CONCLUSION

Pour relancer la politique publique visant les zones humides , quelques axes opérationnels peuvent être proposés.

Du point de vue réglementaire , la priorité doit être donnée à une réécriture réaliste des règles de délimitation des zones humides .

En effet, dans ce domaine, la méthode inductive semble la plus appropriée ; l'empirisme doit prévaloir, même s'il n'est pas conforme au schéma idéal conçu par des scientifiques.

Pour appréhender correctement la réalité, l'arrêté précité du 24 juin 2008 doit être repensé, d'autant plus que la perspective de son application à des superficies importantes du territoire paraît peu réaliste, du fait de sa complexité et de la nécessité de mobiliser des compétences très pointues.

Le cumul des critères pédologiques et botaniques pour délimiter les zones humides n'apporte pas de réponse propre à faciliter l'exercice de la police de l'eau par les préfets ; il conduit notamment à paralyser l'exécution de travaux d'entretien d'émissaires aménagés de longue date et accroît l'opacité des procédures, du fait de l'absence d'une définition claire du drainage et de l'assèchement.

On relève d'ailleurs que le critère « morphologie des sols » ne figure pas explicitement dans les dispositions législatives (art. L.211-1 du Code de l'environnement), mais qu'il résulte des textes réglementaires (Art.

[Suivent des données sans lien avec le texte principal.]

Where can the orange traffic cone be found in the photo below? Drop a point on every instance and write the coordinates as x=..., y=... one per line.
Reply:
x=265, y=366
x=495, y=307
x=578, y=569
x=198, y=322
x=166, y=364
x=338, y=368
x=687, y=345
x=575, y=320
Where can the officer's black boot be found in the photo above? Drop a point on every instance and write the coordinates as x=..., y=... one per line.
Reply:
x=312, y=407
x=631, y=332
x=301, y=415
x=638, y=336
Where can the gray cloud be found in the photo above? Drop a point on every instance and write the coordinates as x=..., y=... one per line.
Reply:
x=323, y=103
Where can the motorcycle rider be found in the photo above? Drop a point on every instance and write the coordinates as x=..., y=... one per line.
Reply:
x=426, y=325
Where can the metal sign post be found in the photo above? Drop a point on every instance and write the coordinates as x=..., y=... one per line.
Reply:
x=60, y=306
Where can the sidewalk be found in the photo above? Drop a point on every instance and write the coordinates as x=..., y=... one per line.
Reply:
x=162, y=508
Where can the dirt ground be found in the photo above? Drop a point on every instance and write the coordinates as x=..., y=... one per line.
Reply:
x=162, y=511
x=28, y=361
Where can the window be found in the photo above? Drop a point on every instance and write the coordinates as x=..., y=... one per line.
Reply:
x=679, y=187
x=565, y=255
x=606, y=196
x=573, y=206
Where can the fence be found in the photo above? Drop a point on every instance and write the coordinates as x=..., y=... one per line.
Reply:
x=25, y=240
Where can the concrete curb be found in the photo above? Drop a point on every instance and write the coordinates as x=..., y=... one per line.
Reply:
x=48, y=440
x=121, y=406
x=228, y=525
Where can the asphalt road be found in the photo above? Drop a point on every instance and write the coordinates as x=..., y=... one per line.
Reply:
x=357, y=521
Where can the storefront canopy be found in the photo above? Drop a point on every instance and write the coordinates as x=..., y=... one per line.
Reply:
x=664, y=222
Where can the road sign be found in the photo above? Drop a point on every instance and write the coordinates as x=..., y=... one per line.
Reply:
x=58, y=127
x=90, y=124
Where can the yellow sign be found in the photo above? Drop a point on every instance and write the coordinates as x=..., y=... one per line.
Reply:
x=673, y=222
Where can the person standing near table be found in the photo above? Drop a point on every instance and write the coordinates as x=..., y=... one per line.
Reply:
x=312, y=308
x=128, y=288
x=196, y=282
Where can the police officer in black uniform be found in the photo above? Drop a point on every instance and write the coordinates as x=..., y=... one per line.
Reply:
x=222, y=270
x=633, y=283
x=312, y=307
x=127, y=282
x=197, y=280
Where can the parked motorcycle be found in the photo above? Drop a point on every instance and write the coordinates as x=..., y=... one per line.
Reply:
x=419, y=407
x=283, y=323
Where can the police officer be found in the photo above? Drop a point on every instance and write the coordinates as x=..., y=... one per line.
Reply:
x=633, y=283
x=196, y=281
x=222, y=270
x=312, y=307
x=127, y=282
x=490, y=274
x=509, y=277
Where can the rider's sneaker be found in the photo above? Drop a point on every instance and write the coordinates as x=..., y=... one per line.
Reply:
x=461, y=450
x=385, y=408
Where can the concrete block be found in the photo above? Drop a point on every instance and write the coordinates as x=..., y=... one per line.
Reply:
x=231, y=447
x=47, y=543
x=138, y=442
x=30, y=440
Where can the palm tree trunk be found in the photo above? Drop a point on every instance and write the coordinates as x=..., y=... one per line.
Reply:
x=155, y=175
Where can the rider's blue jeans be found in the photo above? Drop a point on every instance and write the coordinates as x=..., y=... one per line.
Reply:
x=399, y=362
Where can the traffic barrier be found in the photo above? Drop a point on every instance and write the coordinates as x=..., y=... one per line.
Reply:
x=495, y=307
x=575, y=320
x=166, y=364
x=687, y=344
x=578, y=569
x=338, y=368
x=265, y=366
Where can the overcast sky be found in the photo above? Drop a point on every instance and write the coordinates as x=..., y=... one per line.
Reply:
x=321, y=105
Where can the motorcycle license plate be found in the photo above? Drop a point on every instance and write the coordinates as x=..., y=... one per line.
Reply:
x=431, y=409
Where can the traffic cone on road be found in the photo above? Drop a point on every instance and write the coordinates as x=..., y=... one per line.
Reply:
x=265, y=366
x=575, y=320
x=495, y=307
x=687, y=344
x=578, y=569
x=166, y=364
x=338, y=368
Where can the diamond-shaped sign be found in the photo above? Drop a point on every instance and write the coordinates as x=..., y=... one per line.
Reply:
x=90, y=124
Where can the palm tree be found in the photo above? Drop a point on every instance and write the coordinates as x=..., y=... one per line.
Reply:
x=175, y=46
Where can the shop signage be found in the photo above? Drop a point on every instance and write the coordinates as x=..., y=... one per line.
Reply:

R. 211-108 du code de l'environnement et arrêté précité de 2008). On est donc ainsi passé d'une approche expérimentale (terrains habituellement inondés ou gorgés d'eau) à un système de nature dogmatique dans lequel les gestionnaires de territoires ne peuvent se retrouver.

Pour mettre un terme à ces errements, votre Délégation suggère une réécriture de l'arrêté précité fondée sur le pragmatisme.

La mise en application de la loi sur l'eau de 2006 doit être accélérée. Peut-être faudrait-il mettre à la disposition des collectivités locales des moyens supplémentaires pour hâter la réalisation des SAGE qui permettent d'établir des règles concertées d'utilisation de l'eau d'un réseau hydrographique et conditionnent donc l'évolution des zones humides qui en dépendent. En effet, présentement, à l'intérieur du périmètre du SDAGE, la création d'une CLE (commission locale de l'eau) et la réalisation d'un SAGE sont laissés à l'initiative des collectivités locales. Les ressources des agences de l'eau pourraient être mobilisées à cet effet.

Quant au dispositif d' aide dédiée aux zones humides, qui n'existe pas pour l'heure, on pourrait utilement s'inspirer de l'ICHN, en créant une « indemnité spéciale zone humide », ainsi que l'avait suggéré dès 2006 notre excellent collègue Philippe Leroy. Une telle indemnité permettrait d'instaurer un régime pérenne de soutien aux gestionnaires de ces zones et faciliterait la lisibilité de la volonté politique en ce domaine. Une attention particulière devrait être portée à ce sujet dans le cadre de la future réforme de la PAC.

Pour des motifs financiers énoncés précédemment, les acquisitions foncières doivent rester limitées, ciblées principalement en périphérie des métropoles urbaines où la pression foncière est particulièrement forte. De plus, l'acquisition ne garantit pas nécessairement la bonne gestion et la protection à long terme : les exemples de domaines préemptés par des collectivités pour un motif de protection de l'environnement et transformés ultérieurement en boulevard ou en esplanade ne manquent pas.

En outre, par cohérence avec les principes qui ont inspiré la décentralisation, la préférence pour un outil géré par les collectivités locales devrait prévaloir ; bon nombre d'entre elles disposant déjà d'un établissement public foncier (EPF) local pour mener à bien leur politique d'aménagement. En temps que de besoin, les compétences de ces EPF pourraient être élargies.

Enfin, pour les motifs d'efficacité de la dépense publique précédemment indiqués, il serait opportun de mieux prendre en considération les actions de préservation des structures privées . La Commission européenne ne s'y est pas trompé en apportant son soutien à une initiative originale lancée par ELO 10 ( * ) dans l'espace communautaire ; il s'agit de « Wildlife Estate Initiative » (cf. Annexe 9).

* 10 ELO : European Landowners Organisation.